CHANGSHA, Aug. 15 -- The family of a woman who died during childbirth in central China are locked in a blame game with the hospital that treated her, as doctor-patient tensions have once again reached boiling point in the country.
Controversy has raged since the 27-year-old woman, surnamed Zhang, died on Sunday after delivering a baby by cesarean at the Maternal and Child Health Hospital of Xiangtan City in Hunan Province.
According to the hospital, during the cesarean, Zhang was diagnosed with amniotic fluid embolism. This rare condition, in which amniotic fluid enters the mother's blood stream, triggering an allergic reaction, proved fatal. Health authorities have launched an investigation into her death.
While the family dispute the cause of Zhang's death, they are also aggrieved over the manner in which they discovered it. Meanwhile, hospital authorities say the doctors acted as they did because they were afraid of the likelihood of violence against them.
At midnight on Sunday, Zhang's family, having received no updates for hours after being told by doctors of her dangerous condition, broke into the locked operation room and found the doctors had left, leaving Zhang's bloody body covered with a sheet.
Yang Jian, deputy head of the hospital, said doctors had failed to update the family because they were concentrating on saving Zhang's life, and that the door had been locked "because the presence of emotional people may have interrupted the order of the operating room."
Hearing the family's attempts to break in, the doctors retreated to a nearby office for fear of being attacked, leaving Zhang's body behind.
"They were very emotional at that time, repeatedly kicking the locked door," Yang said of the family members.
A patient attacked a doctor at the hospital over a treatment dispute last month, leaving medical practitioners there in fear, he added.
A doctor participating in Zhang's surgery said, "We tried our best to save her life, but the family members did not believe us."
Following the episode, the family posted images online of Zhang's body lying on the surgery table, stirring wide debate.
On Weibo.com, the Chinese equivalent of Twitter, the number of posts about the case had passed 230,000 by Friday afternoon.
Some Internet users expressed sympathy with the doctors, while others said that the hospital's handling of the incident provoked the family into their impassioned break-in.
"Irrespective of whether doctors mishandled the surgery, the hospital should at least notify the family in a timely manner what had happened," said netizen Yin Shanshan.
"Whatever the situation, doctors should not have abandoned a pregnant woman on the surgery table. It is a fundamental ethical issue," said another with the screen name "Bah, This is love."
"Blinking Eyes," however, raised doubt over the family members' intentions. "No doctor would like to cause a medical accident. There are too many patients and family members who try to seek compensation by starting a brawl."

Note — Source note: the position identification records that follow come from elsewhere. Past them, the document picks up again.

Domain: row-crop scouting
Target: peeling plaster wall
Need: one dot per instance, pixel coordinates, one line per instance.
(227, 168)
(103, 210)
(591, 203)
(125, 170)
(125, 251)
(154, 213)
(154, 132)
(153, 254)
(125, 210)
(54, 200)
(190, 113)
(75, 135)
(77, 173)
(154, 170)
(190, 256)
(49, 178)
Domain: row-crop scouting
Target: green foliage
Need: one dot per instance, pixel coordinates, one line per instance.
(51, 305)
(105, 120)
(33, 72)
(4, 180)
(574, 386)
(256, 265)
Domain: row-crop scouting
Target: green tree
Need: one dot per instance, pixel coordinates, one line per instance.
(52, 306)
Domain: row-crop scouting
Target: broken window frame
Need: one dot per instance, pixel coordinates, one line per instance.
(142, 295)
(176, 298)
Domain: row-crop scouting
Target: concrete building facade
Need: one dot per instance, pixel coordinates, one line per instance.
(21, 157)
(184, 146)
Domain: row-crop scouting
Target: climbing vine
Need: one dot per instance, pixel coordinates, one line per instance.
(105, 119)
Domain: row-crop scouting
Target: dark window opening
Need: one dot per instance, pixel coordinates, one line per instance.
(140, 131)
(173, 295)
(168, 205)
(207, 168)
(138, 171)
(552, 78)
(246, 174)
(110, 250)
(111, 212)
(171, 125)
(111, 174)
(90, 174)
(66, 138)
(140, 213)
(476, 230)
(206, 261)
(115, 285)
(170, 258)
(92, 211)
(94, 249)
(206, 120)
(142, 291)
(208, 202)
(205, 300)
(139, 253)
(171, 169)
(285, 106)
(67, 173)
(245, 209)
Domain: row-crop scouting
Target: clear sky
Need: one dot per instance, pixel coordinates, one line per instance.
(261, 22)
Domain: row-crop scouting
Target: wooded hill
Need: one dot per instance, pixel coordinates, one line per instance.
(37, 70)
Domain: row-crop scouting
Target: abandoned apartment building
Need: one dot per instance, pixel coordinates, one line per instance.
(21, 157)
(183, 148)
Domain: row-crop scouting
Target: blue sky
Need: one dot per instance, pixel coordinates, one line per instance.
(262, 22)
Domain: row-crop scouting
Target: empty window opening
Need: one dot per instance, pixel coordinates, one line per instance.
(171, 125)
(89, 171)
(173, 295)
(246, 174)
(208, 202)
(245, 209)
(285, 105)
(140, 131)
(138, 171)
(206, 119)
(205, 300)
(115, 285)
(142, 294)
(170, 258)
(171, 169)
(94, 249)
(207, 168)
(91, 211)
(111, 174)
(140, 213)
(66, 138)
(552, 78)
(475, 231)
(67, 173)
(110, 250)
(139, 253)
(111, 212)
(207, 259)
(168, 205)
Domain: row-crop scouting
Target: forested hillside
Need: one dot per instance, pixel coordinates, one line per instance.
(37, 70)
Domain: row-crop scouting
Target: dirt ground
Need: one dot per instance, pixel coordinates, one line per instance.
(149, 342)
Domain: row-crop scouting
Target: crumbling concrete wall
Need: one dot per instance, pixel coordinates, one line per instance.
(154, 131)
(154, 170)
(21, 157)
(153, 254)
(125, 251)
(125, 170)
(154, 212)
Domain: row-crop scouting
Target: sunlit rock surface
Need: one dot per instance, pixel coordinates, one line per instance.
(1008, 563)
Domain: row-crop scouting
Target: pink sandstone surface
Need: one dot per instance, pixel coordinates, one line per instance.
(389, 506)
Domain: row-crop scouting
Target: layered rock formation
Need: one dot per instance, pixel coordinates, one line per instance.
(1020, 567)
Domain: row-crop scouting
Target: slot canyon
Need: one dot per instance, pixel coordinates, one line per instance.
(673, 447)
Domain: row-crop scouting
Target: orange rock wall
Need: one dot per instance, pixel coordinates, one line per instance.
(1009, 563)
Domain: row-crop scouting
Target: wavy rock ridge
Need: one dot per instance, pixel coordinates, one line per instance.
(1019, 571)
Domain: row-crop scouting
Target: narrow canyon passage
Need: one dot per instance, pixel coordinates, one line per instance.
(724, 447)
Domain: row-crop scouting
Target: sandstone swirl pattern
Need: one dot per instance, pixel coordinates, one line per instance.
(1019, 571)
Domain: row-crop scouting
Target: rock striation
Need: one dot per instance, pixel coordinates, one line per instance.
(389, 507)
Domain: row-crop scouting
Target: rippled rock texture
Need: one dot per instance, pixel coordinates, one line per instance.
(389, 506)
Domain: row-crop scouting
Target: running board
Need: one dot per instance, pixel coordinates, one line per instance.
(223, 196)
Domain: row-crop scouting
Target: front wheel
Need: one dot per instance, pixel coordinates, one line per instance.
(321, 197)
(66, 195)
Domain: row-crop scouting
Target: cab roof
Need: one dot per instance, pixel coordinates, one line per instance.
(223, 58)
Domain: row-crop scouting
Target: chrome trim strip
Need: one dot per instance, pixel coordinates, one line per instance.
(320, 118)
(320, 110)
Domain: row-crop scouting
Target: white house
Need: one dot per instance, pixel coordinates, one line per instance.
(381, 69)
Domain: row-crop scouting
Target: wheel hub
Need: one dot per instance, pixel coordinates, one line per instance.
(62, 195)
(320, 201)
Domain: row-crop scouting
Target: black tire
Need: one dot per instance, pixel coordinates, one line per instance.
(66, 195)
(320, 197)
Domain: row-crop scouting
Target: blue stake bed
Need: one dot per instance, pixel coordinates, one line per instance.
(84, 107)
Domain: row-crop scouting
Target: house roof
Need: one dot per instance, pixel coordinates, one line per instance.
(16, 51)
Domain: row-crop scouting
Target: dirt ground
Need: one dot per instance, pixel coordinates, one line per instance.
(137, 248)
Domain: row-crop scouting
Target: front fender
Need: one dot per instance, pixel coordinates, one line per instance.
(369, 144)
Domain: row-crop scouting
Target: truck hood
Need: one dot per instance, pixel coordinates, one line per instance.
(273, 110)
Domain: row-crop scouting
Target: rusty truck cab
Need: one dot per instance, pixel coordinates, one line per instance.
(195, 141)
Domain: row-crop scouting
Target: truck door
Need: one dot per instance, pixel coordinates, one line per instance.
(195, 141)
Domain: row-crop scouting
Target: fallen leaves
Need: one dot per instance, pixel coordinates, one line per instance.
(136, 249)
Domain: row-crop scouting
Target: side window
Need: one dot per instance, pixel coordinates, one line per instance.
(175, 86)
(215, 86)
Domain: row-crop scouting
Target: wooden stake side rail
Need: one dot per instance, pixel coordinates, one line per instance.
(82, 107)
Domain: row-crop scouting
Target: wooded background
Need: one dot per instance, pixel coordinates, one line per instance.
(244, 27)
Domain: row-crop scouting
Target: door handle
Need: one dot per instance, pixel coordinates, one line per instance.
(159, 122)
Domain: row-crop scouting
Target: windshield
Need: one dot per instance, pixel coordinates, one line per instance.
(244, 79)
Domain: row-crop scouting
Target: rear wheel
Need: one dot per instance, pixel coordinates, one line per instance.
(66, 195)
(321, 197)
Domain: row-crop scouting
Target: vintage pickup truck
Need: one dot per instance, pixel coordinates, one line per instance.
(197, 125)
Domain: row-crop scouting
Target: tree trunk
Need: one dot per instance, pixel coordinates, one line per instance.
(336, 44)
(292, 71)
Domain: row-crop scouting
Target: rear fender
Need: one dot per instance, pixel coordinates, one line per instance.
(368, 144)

The opinion was backed by "Good morning, New Zealand," who posted, "Funny! Why don't the family members just come out with how much money they want?"
The Chinese medical sector has reported increasing violence stemming from strained doctor-patient relations. Many patients are dissatisfied with difficulties accessing treatment, high medical fees, and in some cases, doctors' perceived unfriendly attitudes. Meanwhile, doctors complain of long working hours and low pay.
In an extreme case, a 17-year-old patient knifed four medical workers after "misunderstandings" toward the treatment prescribed by the hospital in northeast China's Heilongjiang Province, leaving one dead and three others injured in March 2012.
In February this year, a doctor in the same province was beaten to death by a patient.
Zhou Shenghua, professor of the Xiangya Second Hospital under Central South University, said doctors fearing to communicate with patients' families had clearly aggravated the tension between the two parties.
Zhou advised hospitals to establish reception centers staffed by professional personnel to accept complaints and mediate between patients and their families to avoid such tension.